Las dos o tres toneladas con las que el inmortal pretendía aplastarlo flotaban ya a unos cinco o seis metros del suelo, acercándose cada vez a mayor velocidad, cuando éste dejó de retroceder. Richard supuso entonces que necesitaba permanecer inmóvil para mantener el control de aquel montón de chatarra. Sólo veinticinco metros lo distanciaban de él, pero era consciente de que eran demasiados con la rodilla tal como la tenía. Sólo tendré una oportunidad. Si fallo se acabó.

Su presa lo miraba con odio mientras hacía levitar aquella mole en su dirección. Sabía que no llegaría hasta él antes de aplastarlo con ella, cada vez la movía más deprisa y con más soltura. Richard sólo disponía de unos segundos y, cuando vió que el inmortal le dedicaba una sonrisa triunfal y que empezaba a mover los labios para dedicarle unas últimas palabras, la carga mortal levitando ya sobre su cabeza, decidió aprovecharlos, sabiendo que había llegado el momento que había estado esperando.

Haciendo caso omiso del dolor atroz y del nuevo crujido procedente de la rodilla herida, saltó con todas sus fuerzas a un lado al mismo tiempo que lanzaba la daga cargada telequinéticamente.

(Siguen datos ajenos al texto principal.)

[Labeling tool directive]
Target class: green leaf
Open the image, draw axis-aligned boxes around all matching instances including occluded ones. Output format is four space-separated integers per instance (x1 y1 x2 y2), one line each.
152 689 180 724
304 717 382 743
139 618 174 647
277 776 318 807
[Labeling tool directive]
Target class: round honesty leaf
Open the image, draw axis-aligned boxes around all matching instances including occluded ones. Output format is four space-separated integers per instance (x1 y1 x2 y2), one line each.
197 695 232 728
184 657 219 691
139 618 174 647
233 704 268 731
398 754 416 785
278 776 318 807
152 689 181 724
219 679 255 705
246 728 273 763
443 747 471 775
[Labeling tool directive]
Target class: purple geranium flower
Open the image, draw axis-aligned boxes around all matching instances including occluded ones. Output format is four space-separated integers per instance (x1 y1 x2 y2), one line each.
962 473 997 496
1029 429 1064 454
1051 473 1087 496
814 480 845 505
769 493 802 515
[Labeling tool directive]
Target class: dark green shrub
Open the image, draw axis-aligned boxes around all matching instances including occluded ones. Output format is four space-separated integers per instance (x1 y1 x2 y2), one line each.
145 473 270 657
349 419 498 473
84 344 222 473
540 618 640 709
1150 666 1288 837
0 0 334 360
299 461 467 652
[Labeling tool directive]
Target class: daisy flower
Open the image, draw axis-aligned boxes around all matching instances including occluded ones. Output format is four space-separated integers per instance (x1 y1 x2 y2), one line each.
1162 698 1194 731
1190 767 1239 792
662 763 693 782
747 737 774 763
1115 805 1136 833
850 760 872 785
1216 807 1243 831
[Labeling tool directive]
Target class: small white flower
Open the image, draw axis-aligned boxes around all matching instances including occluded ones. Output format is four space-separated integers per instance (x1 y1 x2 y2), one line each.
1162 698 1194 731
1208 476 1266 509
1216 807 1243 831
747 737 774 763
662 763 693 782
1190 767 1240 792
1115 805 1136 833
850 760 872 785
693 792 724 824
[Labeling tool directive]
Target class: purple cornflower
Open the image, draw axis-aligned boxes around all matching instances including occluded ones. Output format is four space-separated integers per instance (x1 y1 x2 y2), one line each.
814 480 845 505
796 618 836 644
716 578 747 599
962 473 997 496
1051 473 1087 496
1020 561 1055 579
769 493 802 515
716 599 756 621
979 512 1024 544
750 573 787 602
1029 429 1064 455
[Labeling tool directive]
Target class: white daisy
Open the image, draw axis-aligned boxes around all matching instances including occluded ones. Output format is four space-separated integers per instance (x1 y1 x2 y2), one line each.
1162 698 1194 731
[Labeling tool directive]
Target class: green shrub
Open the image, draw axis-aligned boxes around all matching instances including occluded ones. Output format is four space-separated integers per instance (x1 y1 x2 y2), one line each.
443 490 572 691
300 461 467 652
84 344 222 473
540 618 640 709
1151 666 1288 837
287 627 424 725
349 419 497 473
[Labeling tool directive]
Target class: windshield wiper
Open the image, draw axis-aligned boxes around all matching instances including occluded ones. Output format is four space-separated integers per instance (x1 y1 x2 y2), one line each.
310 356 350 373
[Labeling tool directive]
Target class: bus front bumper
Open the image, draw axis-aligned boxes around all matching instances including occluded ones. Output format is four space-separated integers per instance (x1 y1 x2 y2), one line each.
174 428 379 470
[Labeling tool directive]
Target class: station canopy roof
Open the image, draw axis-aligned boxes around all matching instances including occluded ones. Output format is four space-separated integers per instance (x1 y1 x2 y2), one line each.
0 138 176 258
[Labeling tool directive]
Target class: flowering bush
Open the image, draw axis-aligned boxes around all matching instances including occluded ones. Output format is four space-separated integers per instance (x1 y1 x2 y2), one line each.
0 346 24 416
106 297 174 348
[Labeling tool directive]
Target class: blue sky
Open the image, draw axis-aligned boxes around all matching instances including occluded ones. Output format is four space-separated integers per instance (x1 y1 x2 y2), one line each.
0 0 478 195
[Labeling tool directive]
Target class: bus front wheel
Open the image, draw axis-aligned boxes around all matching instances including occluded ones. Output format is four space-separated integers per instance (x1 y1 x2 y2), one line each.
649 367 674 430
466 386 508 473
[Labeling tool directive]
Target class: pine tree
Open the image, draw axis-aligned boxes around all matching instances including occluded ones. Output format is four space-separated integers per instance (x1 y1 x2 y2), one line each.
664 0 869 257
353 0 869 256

El supuesto inmortal llamado Salvattore Silano no llegó a pronunciar ni una sílaba antes de que el arma hubiera recorrido la distancia que los separaba, hundiéndose hasta la empuñadura de hueso en el sol oscuro tatuado de su pecho. Un instante después Richard escuchó el estrépito de los restos del Volvo al estrellarse contra el suelo, en el lugar donde había estado un segundo antes. Luego contempló con satisfacción como el hombre que los había animado se derrumbaba, la vida abandonando lentamente aquel cuerpo que había vivido miles, tal vez millones de años.

Richard observó el cadáver desde la distancia mientras recuperaba el aliento y, cuando se sintió mejor, se levantó a pesar del terrible dolor que recorría su pierna izquierda. La rodilla estaba rota, pero no pudo evitar sonreír. No le pareció un precio demasiado alto a cambio de la muerte de otro de esos viejos bastardos y del millón de euros que al día siguiente le ingresarían en su cuenta de Suiza. Para nada.

Dando saltos cortos se acercó a Salvattore y extrajo la daga de su pecho. Su cuerpo, transcurridos unos segundos, empezó a brillar y a desvanecerse muy despacio. Richard ya había presenciado el proceso dos veces con anterioridad, y le pareció tan hipnótico como observar un buen fuego. Con la ventaja de que luego no te cogen ganas de mear. Finalmente decidió sentarse en el suelo frente al cadáver, encenderse un pitillo y disfrutar del espectáculo.